I ended up with 20 datasets for the different hashtags and days when I imported the tweets. Because this was a global demonstration, I knew the tweets were in many languages. Since, VTA projects can currently only analyze one language at a time, I wanted to keep the tweets in English.

Once data is loaded into CAS, you can use the Profile tab to run a Profile. I ran it on one of the datasets because I wanted to see if I could use the authorlang (author’s language) field to select only the tweets in English. As you can see in the screenshot below, the authorlang field was 100% null; therefore, I couldn’t use language as a filter.
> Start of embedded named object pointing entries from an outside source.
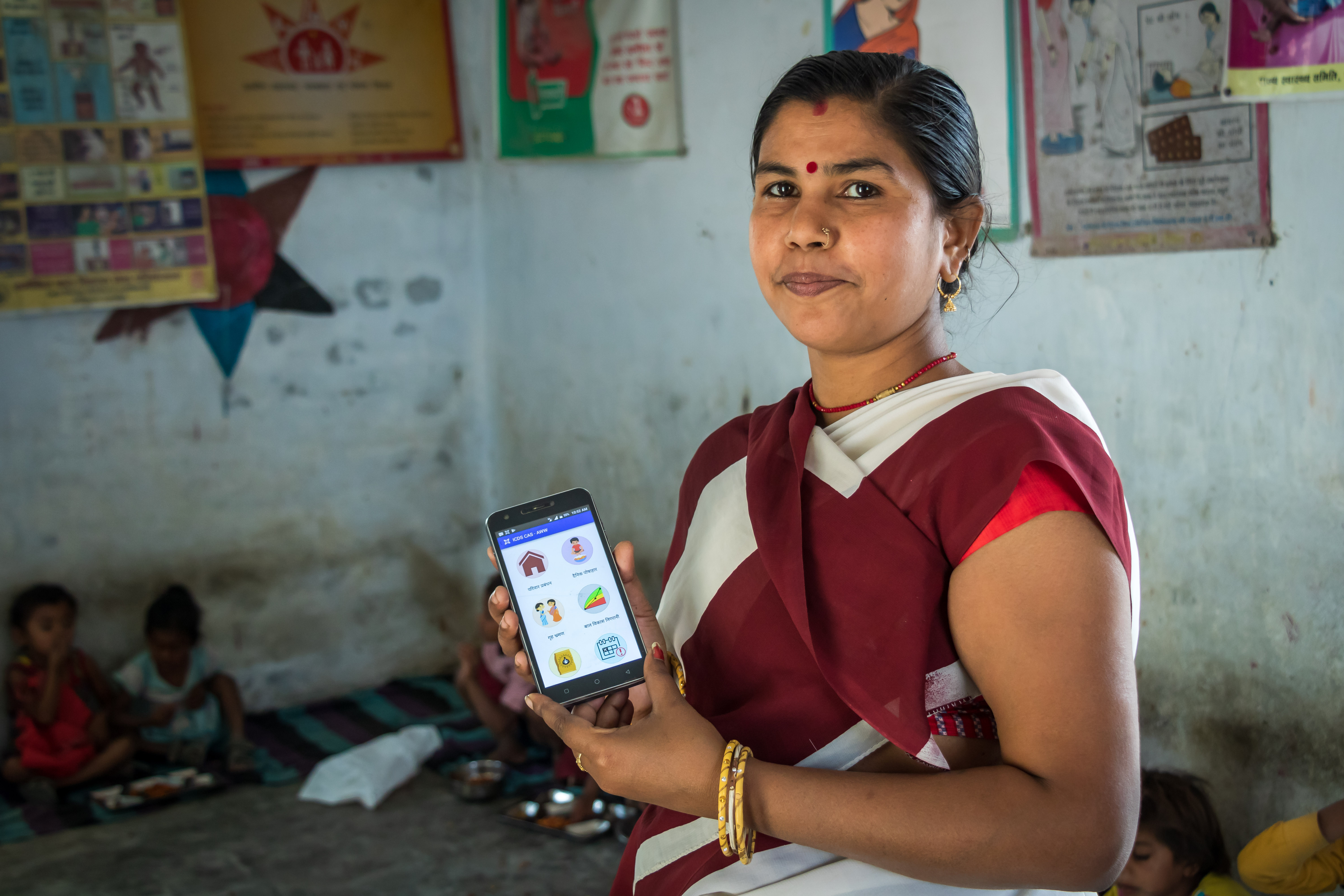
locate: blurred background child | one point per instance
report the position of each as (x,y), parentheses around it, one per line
(178,694)
(1302,856)
(58,702)
(493,688)
(1179,850)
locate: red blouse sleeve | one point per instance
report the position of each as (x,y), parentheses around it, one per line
(1042,488)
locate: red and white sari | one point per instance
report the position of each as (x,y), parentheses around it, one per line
(806,594)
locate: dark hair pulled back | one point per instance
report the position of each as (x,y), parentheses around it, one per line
(1177,811)
(920,107)
(175,610)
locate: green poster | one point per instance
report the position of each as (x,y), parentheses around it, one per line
(593,78)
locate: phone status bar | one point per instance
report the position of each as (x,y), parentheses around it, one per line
(550,519)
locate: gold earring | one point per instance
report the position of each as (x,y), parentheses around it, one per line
(948,306)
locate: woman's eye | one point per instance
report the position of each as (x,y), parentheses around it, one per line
(859,191)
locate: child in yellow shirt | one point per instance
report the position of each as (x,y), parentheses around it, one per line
(1179,848)
(1302,856)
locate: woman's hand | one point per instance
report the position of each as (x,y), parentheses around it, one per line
(669,757)
(646,621)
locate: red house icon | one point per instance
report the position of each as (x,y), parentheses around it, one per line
(533,563)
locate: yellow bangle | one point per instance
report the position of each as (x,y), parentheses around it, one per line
(679,671)
(734,813)
(724,797)
(747,839)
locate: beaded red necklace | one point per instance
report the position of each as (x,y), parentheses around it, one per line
(884,393)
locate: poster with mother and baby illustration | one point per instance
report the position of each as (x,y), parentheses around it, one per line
(972,42)
(1131,146)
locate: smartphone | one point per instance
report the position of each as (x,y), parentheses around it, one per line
(577,625)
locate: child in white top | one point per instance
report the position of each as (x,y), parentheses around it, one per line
(178,691)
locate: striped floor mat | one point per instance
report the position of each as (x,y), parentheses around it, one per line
(291,742)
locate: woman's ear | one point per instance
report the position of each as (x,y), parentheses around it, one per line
(960,232)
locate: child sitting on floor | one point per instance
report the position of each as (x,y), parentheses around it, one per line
(178,692)
(58,702)
(1179,850)
(1302,856)
(491,687)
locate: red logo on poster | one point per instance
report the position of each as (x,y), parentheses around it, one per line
(312,45)
(635,109)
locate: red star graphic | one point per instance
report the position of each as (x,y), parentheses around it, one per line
(312,45)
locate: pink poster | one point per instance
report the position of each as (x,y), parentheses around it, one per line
(1286,49)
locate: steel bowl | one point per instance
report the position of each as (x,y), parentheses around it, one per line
(479,781)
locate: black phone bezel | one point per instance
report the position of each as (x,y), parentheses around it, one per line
(528,515)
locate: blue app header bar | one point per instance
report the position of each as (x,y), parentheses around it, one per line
(560,523)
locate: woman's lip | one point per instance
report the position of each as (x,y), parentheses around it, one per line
(811,288)
(810,283)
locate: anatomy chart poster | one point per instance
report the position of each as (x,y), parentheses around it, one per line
(323,82)
(1130,146)
(588,78)
(101,183)
(1287,49)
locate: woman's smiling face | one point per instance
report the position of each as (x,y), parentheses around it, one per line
(834,166)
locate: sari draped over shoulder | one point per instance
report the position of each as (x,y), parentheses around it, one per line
(806,594)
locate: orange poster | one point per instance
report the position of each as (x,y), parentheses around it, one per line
(323,82)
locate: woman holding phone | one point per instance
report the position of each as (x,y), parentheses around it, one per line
(909,589)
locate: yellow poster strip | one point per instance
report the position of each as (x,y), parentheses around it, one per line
(1286,82)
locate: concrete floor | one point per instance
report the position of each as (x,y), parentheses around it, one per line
(263,842)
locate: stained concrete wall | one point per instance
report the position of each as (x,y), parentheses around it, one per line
(627,326)
(330,523)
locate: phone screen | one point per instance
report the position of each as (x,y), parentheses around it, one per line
(568,598)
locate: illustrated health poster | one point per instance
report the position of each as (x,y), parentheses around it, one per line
(101,183)
(1294,53)
(588,78)
(972,42)
(323,82)
(1131,148)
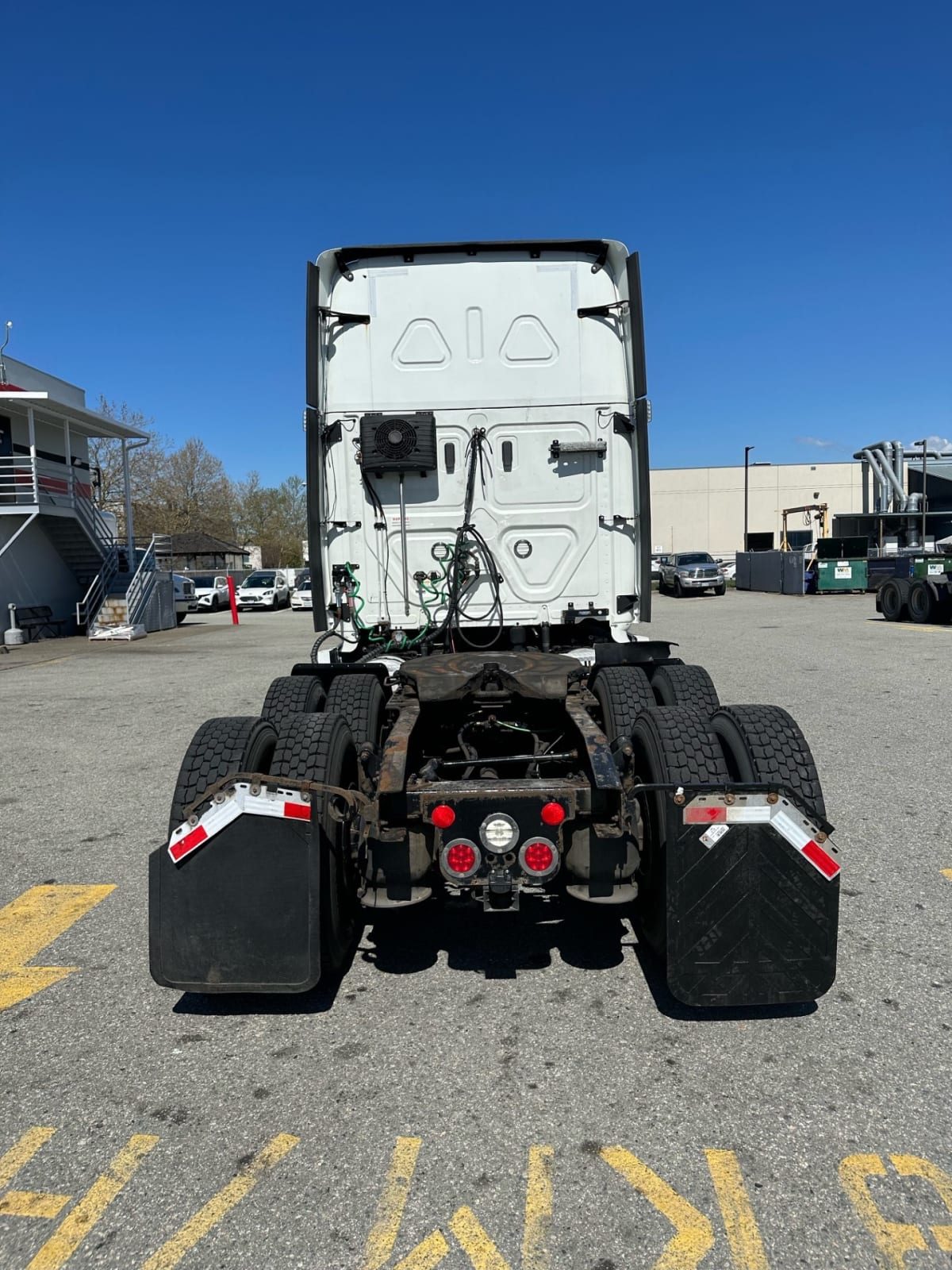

I decided to keep only the tweets' Body columns that contain the tweets themselves.

Step Two: Combining Datasets and Adding a Unique Identifier in SAS Studio V

As Stephen Foerster mentions in his blog Threads and CAS DATA Step: “SAS Cloud Analytic Services (CAS) is the cloud-based run-time environment for data management and analytics. CAS spreads its data and its processing over multiple machines. On each of those machines, the data is divided further into blocks, while the processing is divided further into threads. Each thread grabs a subset of the data blocks on its machine and performs the prescribed logic on that subset. The results from all the threads are then gathered together and output.”

In this step, I show code to append several tables and to create a unique column ID in this multi-threaded environment. This unique ID column is created automatically in VTA, but you need to create it beforehand if you want to analyze datasets in VA or if you want to code Text Analytics Action Sets in SAS Studio V, as I show in my blog Sentiment Analysis using DeepRNN Action Set.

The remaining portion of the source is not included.